Every culture is unique in a variety of ways, and one of the ways in which a society and a culture differs from another is the exchange systems that are being utilized. This week’s reading expands on a number of systems of exchange which are associated with different cultures. As well as the anthropological approach to these systems of exchange, including how the people exploit and put to use the resources that are available in their environment. The economic system is comprised of two components, which are production and distribution, as these are necessary for any kind or form of exchange to take place. According to Rosman and Rubel from the readings, production is, ” when a society uses its tools, energy sources and other resources together with the labor of its citizens to create goods necessary for the maintenance of the society as an ongoing entity”.
Moreover, this week’s lecture outlined five different strategies by which culturally different societies acquire their food. The first method was hunting and gathering, this form of production or subsistence involved the gathering of food and basic necessities mainly by hunting. Most of the communities that practice hunting and gathering are egalitarian with little labor differentiation. Another subsistence strategy are horticulturalists, whereby food is planted in gardens. The crops could be planted on the land as single or mixed, and there is little labor differentiation. Pastoralists is another form of subsistence, where animals are highly relied upon for food and clothing. The domestication of animals is a major practice in this kind of subsistence strategy. Likewise, we have agriculturalists, which consists of high and extensive production of food characterized by heavy use of machinery. Irrigation is also utilized and some cultures use their animals in the place of machines that cannot be afforded. The form of labor for this form of subsistence is very differentiated, as everybody is responsible for different tasks. Finally comes the industrialists, which are dominated by economic specialization and by market systems where goods and services are exchanged.

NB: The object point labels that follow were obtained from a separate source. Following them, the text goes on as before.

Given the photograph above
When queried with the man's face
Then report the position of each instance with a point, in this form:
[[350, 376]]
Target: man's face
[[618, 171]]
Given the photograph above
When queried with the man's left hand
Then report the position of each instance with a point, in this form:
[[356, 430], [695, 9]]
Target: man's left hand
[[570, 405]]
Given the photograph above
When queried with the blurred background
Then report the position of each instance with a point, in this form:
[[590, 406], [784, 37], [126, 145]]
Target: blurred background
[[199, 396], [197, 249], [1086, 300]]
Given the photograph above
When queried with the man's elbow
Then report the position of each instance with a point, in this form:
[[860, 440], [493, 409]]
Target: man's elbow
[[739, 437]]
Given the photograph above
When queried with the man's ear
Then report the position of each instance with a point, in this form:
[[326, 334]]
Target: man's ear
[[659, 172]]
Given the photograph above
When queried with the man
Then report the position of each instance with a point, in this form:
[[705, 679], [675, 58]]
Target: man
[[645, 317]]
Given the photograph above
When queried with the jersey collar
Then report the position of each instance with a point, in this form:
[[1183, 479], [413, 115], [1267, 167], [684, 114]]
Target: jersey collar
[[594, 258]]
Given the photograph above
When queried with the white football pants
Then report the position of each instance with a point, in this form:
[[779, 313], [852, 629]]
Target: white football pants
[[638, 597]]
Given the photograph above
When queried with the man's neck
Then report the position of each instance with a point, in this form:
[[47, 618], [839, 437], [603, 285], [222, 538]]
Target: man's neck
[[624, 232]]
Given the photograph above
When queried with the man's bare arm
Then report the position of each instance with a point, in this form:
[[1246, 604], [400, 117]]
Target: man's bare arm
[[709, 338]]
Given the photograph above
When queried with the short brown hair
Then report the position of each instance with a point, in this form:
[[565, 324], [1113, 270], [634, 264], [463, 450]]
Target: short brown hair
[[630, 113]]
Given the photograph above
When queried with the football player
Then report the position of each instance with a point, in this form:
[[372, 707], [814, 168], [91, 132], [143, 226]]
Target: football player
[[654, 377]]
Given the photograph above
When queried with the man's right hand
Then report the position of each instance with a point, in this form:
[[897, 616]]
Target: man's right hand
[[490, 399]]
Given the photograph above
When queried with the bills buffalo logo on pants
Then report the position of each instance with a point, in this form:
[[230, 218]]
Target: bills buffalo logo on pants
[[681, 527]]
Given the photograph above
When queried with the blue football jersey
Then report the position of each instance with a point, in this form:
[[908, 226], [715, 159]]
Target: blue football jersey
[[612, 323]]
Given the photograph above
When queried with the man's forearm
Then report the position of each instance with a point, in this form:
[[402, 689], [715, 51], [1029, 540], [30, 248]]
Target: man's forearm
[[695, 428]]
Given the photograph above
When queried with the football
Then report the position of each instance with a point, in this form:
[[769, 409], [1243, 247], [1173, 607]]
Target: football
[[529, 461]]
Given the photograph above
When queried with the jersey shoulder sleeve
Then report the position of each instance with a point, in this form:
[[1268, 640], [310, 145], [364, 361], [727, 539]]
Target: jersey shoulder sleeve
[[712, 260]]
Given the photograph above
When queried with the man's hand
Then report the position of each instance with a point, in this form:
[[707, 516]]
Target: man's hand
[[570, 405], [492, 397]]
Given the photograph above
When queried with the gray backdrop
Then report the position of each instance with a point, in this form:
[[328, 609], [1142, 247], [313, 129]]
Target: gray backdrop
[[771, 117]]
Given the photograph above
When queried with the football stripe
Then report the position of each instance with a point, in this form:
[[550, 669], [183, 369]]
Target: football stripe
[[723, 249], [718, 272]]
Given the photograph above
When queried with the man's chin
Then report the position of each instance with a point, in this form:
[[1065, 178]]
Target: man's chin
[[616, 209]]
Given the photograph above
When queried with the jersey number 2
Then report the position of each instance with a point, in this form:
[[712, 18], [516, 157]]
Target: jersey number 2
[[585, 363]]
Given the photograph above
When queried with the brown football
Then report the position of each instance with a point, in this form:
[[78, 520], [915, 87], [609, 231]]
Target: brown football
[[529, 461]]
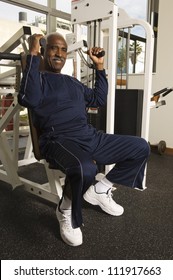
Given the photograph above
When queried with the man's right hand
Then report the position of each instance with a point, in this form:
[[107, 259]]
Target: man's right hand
[[34, 44]]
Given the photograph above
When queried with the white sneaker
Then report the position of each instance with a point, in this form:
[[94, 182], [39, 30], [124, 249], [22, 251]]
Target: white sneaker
[[71, 236], [104, 200]]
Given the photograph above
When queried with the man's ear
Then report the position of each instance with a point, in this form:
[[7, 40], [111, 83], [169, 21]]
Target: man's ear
[[42, 45]]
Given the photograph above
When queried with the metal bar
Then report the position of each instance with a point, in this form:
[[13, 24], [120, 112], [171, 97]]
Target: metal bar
[[10, 56]]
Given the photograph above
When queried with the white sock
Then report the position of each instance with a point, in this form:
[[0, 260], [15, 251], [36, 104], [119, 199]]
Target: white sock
[[65, 204], [103, 186]]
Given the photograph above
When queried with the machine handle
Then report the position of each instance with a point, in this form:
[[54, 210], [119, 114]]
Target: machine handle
[[167, 92]]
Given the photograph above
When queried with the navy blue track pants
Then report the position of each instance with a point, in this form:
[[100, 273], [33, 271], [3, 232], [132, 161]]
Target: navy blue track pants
[[76, 160]]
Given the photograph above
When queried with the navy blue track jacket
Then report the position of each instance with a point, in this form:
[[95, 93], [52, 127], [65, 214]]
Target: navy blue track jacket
[[60, 100]]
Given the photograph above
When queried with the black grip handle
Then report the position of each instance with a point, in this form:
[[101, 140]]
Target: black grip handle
[[167, 92]]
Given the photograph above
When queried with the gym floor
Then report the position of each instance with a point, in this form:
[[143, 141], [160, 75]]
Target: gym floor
[[29, 228]]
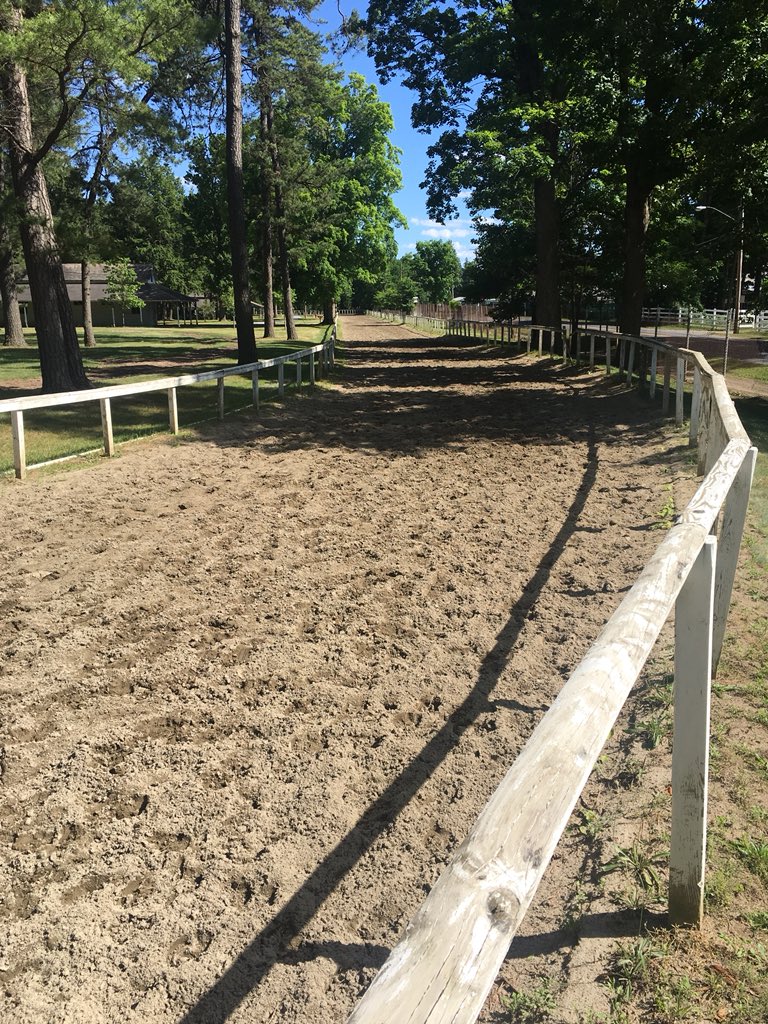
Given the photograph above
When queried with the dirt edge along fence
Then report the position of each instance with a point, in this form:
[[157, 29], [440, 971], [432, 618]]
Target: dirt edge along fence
[[104, 395], [448, 958]]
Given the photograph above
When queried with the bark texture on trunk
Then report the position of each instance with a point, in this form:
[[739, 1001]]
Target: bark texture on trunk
[[235, 190], [636, 220], [547, 309], [13, 335], [266, 230], [280, 217], [60, 363], [89, 339]]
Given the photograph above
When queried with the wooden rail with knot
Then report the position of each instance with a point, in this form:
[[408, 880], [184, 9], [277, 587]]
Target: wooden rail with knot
[[105, 395], [446, 961]]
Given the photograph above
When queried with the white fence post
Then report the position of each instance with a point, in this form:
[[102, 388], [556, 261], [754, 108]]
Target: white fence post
[[679, 390], [630, 364], [19, 449], [666, 389], [731, 529], [693, 620], [172, 411], [107, 434]]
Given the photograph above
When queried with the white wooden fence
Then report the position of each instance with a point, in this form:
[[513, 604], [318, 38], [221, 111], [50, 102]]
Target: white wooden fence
[[105, 395], [711, 320], [448, 958]]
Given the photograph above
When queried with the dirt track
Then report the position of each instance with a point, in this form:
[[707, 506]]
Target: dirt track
[[256, 685]]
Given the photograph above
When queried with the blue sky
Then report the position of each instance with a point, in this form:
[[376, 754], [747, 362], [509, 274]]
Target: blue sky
[[411, 199]]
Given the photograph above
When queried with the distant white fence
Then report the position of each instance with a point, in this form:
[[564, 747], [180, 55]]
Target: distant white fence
[[712, 320], [105, 395], [444, 966]]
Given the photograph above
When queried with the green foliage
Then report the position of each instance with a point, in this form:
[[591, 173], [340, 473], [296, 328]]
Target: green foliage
[[146, 219], [435, 270], [122, 286]]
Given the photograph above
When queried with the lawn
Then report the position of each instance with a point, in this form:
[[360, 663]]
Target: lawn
[[123, 355]]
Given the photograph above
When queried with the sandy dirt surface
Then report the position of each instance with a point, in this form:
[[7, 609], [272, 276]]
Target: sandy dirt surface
[[256, 684]]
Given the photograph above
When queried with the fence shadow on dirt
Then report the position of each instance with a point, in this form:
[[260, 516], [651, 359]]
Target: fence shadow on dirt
[[276, 943], [394, 401]]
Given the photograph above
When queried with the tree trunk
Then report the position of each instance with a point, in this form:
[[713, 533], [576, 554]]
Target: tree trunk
[[266, 231], [235, 192], [636, 220], [89, 339], [60, 363], [13, 333], [280, 216], [547, 307]]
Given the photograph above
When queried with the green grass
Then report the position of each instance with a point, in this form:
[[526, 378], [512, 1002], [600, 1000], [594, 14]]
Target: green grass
[[125, 355]]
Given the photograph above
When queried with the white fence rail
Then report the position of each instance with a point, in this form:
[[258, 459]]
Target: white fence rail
[[105, 395], [712, 320], [444, 966]]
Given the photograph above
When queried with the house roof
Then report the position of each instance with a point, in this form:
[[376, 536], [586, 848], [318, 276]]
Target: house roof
[[148, 289]]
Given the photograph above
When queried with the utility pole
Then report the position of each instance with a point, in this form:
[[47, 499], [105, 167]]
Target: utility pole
[[739, 265]]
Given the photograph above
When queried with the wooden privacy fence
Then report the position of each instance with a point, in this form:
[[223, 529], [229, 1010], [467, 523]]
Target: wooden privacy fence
[[105, 395], [443, 967]]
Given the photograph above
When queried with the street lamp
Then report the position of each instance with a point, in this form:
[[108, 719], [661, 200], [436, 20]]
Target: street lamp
[[739, 256]]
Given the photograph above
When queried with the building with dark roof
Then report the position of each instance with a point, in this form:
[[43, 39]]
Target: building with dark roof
[[160, 302]]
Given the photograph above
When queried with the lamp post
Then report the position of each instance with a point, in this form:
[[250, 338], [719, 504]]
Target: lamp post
[[739, 256]]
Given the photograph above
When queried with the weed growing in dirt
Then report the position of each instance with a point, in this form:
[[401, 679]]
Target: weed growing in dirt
[[755, 855], [667, 511], [592, 824], [530, 1008], [651, 731], [639, 863]]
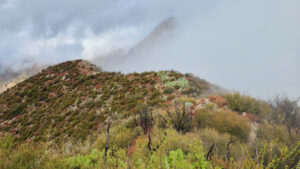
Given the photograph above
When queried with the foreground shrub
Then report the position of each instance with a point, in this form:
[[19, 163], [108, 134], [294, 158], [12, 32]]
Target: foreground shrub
[[224, 121], [269, 132]]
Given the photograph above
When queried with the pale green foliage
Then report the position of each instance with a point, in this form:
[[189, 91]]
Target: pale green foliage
[[223, 121], [180, 83]]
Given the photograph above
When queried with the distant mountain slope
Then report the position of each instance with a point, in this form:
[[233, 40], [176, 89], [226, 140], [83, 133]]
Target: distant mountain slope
[[73, 99], [10, 78]]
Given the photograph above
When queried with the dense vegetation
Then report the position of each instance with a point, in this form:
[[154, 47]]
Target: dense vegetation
[[75, 116]]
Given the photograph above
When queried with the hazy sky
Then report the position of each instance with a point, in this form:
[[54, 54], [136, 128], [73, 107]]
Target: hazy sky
[[251, 46]]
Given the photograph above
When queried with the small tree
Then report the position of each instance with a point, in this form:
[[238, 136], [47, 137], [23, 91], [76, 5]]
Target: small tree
[[180, 119], [146, 120], [286, 112]]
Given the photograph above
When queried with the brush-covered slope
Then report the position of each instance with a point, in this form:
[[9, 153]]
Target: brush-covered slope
[[73, 99]]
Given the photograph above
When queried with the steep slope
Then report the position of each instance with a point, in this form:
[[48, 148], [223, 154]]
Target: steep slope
[[73, 99], [10, 77]]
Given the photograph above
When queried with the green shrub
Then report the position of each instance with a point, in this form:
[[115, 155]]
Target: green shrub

The second component of the economic system is distribution. Distribution, ” is the manner in which cultural products circulated through the society” (Rosman and Rubel). This week’s lecture 5.2., addresses the three different components of distribution; reciprocity, redistribution, and market exchange. Reciprocity deals with the exchange of goods and services between two parties mainly based on obligation. Most of these obligations are socially constructed and help in building relationships between the giver and the receiver of goods. The example of the Kula king from the lecture illustrates how reciprocity builds social relationships between groups and power over others. In addition, redistribution is another component of distribution which is the, “collection of goods by a central authority and then later distributes it according to a legal principle” (Lecture 5.2.). Redistribution is guarded by a set of principles or laws to ensure efficiency and that the resources are dispensed appropriately. The barter system, a kind of distribution system that involves the direct exchange of goods. Largely due to the lack of a unitary or universally accepted currency. In this system the ongoing relationships experienced in the reciprocal system is not achieved. On the other hand, the successor of the barter system is the market exchange system, which is the exchange of goods and services for money. The prices in this particular system are driven by the economic laws of demand and supply, with profit maximizing being the main focus. The market exchange system is very prevalent in urban and industrial communities, since there is a great dependence on money.
The driver for the economy as a whole is the ability of the citizens to labor and contribute in both production and distribution. Labor contributes greatly to any type of exchange system, because it is as a result of an individual’s labor that goods are produced, which then leads to exchange. Similarly, because labor has a cost, it affects the exchange system in industrialist societies because of their dependence on money.